Another issue on his personal agenda was ensuring the state’s poorest residents have access to proper legal representation. Courtade admitted he didn’t think much could be done about the matter in only a year’s time, but then the state Legislature passed an indigent defense bill.
He called the legislation a great first step to ensure that all citizens’ constitutional rights to legal counsel will be met when they are charged with crimes that may result in their incarcerations.
“Frankly, it was something that I didn’t think we would be able to accomplish during my term,” he said.
The outcome of a related issue isn’t as clear. Courtade began his term hoping to stir up more funds for legal aid offices across the state, as those funds have dwindled over the last several years at the state and federal levels.
For instance, federal funding for legal aid from the Legal Services Corp. fell from $420 million in 2010 to $348 million a year later. That decline left low-income residents with less opportunity to gain access to justice in civil matters.
“We’ve been less successful at obtaining additional funding for civil legal aid. The down economy means there are more people who need civil legal aid than ever before, but the down economy also means that less interest is being paid on the funding for legal aid. So state funding went down and federal funding has been a continuing challenge,” he said.
Courtade went to the nation’s capital in April to meet with the Michigan delegation about the matter and found they were split on the issue.
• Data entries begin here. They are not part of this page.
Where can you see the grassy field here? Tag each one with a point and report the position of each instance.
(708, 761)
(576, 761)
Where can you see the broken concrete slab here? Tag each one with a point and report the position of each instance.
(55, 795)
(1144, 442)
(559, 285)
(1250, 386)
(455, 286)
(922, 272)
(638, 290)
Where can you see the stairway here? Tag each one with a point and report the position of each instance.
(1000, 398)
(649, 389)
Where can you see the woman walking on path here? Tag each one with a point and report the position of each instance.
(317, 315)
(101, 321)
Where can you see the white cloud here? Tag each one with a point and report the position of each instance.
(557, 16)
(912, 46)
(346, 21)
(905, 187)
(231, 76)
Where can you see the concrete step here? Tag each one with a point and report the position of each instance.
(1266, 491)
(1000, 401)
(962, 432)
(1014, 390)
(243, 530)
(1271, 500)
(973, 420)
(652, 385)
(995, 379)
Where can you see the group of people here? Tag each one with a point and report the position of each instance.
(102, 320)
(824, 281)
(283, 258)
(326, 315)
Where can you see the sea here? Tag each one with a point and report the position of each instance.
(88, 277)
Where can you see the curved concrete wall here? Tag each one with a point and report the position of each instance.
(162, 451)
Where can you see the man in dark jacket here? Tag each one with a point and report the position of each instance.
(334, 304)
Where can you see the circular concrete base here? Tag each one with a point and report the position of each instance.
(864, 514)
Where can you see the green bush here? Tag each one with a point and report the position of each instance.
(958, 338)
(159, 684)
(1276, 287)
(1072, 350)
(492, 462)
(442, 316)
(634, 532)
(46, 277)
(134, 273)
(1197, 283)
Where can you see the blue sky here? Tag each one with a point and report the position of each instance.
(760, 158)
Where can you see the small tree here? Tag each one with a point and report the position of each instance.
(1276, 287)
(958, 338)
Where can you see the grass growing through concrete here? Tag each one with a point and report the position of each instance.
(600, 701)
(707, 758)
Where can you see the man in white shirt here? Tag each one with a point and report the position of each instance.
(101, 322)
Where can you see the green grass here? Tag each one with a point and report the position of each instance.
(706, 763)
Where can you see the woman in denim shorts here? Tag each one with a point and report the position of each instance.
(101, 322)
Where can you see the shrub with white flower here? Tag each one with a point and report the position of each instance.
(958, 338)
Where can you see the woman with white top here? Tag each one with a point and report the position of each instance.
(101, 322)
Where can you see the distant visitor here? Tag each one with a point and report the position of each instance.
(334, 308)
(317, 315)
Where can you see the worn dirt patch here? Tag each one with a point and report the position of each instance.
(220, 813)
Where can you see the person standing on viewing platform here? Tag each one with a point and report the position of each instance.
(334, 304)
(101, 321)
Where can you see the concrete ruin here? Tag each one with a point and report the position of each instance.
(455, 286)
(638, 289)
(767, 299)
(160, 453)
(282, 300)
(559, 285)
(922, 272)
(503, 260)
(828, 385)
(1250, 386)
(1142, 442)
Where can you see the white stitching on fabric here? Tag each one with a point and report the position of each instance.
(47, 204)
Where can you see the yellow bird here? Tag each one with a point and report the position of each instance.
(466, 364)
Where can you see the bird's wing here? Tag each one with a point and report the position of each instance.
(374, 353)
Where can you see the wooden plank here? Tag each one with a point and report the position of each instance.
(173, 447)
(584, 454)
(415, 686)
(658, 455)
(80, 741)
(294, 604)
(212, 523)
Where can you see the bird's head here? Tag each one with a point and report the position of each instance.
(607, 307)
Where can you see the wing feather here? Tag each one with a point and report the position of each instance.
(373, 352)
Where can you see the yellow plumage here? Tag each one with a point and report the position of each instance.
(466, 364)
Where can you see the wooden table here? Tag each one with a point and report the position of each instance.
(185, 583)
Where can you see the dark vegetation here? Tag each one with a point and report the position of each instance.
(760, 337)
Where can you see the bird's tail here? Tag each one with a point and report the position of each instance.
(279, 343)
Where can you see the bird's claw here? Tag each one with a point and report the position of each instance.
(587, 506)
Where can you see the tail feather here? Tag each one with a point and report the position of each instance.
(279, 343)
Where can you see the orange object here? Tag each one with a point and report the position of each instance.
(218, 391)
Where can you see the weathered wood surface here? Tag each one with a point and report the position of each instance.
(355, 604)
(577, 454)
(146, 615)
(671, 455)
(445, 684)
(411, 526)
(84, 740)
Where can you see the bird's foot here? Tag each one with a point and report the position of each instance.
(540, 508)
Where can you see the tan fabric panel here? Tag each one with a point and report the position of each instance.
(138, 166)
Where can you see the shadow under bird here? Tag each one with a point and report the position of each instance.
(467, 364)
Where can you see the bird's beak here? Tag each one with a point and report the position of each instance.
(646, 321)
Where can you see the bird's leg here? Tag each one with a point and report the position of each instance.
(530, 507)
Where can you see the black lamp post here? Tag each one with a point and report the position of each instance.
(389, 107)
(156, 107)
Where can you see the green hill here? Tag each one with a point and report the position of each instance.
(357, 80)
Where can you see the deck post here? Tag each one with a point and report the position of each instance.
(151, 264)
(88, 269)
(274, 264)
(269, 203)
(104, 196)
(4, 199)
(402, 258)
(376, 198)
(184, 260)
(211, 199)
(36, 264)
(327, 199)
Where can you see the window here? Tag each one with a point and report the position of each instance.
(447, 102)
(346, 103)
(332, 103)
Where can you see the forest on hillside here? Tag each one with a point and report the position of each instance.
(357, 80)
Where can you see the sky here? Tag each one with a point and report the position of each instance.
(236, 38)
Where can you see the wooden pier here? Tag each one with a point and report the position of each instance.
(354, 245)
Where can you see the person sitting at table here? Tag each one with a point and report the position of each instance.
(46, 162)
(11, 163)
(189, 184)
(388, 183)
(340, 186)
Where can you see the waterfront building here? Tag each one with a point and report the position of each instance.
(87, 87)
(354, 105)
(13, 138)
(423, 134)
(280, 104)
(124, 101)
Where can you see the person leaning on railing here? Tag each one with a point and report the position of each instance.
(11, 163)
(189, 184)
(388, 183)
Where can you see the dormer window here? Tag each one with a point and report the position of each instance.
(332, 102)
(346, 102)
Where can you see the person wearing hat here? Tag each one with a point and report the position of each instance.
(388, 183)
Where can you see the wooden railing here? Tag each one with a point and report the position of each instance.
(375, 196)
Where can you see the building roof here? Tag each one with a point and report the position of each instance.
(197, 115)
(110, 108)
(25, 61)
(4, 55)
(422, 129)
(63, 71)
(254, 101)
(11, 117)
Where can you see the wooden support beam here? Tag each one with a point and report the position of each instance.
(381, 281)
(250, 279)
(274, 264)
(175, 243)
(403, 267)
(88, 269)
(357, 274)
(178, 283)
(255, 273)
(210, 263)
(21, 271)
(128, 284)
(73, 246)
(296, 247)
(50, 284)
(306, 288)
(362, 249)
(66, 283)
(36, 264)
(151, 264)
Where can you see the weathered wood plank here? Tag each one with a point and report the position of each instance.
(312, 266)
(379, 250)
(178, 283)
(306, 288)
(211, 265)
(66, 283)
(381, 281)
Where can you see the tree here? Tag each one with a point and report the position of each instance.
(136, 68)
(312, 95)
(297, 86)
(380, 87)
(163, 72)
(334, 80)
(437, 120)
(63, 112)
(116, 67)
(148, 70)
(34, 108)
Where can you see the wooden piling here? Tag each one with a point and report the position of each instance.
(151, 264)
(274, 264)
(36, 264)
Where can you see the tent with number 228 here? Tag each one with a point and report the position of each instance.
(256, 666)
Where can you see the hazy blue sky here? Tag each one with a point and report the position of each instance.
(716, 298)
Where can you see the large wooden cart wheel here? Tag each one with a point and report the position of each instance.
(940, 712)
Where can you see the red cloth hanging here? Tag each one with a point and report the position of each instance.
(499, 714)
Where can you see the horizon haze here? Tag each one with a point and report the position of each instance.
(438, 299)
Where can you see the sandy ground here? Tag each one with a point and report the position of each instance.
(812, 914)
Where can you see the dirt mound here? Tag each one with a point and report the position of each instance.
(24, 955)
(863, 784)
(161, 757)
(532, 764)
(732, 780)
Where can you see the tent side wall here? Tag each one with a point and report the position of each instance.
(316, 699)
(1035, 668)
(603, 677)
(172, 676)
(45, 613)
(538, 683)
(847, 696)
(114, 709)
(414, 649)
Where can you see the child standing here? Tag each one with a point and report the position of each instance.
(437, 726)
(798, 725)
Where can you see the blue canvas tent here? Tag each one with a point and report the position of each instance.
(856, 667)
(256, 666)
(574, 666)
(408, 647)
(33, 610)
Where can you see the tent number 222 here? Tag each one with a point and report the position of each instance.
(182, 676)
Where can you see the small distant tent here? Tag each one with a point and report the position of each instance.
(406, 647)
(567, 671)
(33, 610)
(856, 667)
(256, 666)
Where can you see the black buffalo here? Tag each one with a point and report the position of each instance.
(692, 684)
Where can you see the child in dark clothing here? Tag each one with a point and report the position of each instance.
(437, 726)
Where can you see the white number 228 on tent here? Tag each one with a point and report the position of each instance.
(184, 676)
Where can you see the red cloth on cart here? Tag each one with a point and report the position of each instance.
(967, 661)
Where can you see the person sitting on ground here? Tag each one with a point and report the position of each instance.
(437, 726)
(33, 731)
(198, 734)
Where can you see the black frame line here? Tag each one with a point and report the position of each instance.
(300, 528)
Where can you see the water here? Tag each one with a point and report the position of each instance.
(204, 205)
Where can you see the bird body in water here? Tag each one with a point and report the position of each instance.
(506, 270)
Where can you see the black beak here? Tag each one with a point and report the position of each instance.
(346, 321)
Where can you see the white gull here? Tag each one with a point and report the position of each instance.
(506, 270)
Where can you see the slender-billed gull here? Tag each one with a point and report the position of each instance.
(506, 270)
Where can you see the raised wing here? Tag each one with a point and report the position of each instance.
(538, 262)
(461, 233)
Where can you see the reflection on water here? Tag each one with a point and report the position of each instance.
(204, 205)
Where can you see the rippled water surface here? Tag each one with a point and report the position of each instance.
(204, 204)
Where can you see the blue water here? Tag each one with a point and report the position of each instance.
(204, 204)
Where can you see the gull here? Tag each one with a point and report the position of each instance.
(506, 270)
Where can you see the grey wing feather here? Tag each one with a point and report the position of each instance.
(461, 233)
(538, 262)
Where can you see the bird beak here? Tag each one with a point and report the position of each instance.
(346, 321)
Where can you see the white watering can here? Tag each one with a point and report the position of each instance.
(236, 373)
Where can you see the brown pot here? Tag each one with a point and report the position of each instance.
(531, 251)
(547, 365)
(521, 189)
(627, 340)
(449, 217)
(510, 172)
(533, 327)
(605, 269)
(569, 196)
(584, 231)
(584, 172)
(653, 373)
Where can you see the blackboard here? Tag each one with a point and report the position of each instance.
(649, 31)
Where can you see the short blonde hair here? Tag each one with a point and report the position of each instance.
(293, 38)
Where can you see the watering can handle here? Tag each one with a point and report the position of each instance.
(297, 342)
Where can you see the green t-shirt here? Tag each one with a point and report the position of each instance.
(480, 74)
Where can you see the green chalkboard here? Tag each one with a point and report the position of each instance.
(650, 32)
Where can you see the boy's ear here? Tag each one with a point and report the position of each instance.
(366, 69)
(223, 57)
The reasons he was given for not increasing the funding varied. Most, though, were of an economic nature, as cuts have to be made somewhere when cash is tight.
But Courtade sees the issue differently. He feels spending money now will result in larger savings down the road. He said an increase in those dollars could possibly prevent homes from being foreclosed and help a woman in physical jeopardy obtain a personal protection order before a regrettable incident occurs.
Courtade also disagreed with the stance U.S. Congressman Justin Amash took on the matter. He said Amash told him funding for civil legal aid wasn’t called for in the U.S. Constitution. But Courtade said Justice — with a capital J — is found in the Preamble and can’t be achieved for everyone without access to the nation’s court system.
“I also pointed out the Pledge of Allegiance reads, ‘One nation, under God, with liberty and justice for all.’ So it’s in the last four words of the Pledge of Allegiance and the first sentence of the Constitution — and yet we can’t seem to get Congress to adequately fund it,” he said.
“When you account for inflation, it’s being funded at a lower level now than it was when the Legal Services Corp. was first funded during Gerald Ford’s presidency.”
This is an issue Courtade said is of paramount importance to him and he is pleased with the receptiveness some the area’s congressional delegates expressed on the matter when they talked with him.
“And I will continue to have discussions with them even after I’m no longer state bar president because it’s so important,” he added.
Courtade will perform his last official duty as president Sept. 18 when he passes the gavel to Einhom. The bar’s commissioners will meet twice that day. Courtade will chair the first meeting and will turn over the reins to Einhom, who then will chair the second.
“Then, on Sept. 19, I give my farewell address at the luncheon,” he said, “and he will give his inaugural address.”